Gap structure of FeSe determined by field-angle-resolved specific heat measurements

TL;DR

This study reveals the complex multigap structure of FeSe through detailed field-angle-resolved specific heat measurements, identifying three distinct superconducting gaps with unique symmetry and anisotropy properties.

Contribution

The paper provides the first detailed experimental determination of the gap structure and symmetry in FeSe using angle-resolved specific heat, supported by theoretical calculations.

Findings

FeSe has three distinct superconducting gaps with different symmetries.

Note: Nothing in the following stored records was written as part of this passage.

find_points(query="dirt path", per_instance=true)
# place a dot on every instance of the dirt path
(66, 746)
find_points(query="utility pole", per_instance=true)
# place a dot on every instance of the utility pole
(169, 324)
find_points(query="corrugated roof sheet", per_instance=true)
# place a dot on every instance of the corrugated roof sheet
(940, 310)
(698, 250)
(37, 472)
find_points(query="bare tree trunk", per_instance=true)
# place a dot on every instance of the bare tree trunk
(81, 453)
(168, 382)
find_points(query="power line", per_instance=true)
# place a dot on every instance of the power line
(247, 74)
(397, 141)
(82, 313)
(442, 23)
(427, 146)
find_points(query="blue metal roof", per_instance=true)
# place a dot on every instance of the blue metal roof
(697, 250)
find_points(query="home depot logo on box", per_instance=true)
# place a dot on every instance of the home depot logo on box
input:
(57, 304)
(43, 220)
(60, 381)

The smallest gap has vertical-line nodes or minima along the $k_z$ direction.

The gaps exhibit specific anisotropic behaviors related to their Fermi surface bands.

Abstract

Quasiparticle excitations in FeSe were studied by means of specific heat ($C$) measurements on a high-quality single crystal under rotating magnetic fields. The field dependence of $C$ shows three-stage behavior with different slopes, indicating the existence of three gaps ($\Delta_1$, $\Delta_2$, and $\Delta_3$). In the low-temperature and low-field region, the azimuthal-angle ($\phi$) dependence of $C$ shows a four-fold symmetric oscillation with sign change. On the other hand, the polar-angle ($\theta$) dependence manifests as an anisotropy-inverted two-fold symmetry with unusual shoulder behavior. Combining the angle-resolved results and the theoretical calculation, the smaller gap $\Delta_1$ is proved to have two vertical-line nodes or gap minima along the $k_z$ direction, and is determined to reside on the electron-type $\varepsilon$ band. $\Delta_2$ is found to be related to the electron-type $\delta$ band, and is isotropic in the $ab$-plane but largely anisotropic out of the plane. $\Delta_3$ residing on the hole-type $\alpha$ band shows a small out-of-plane anisotropy with a strong Pauli-paramagnetic effect.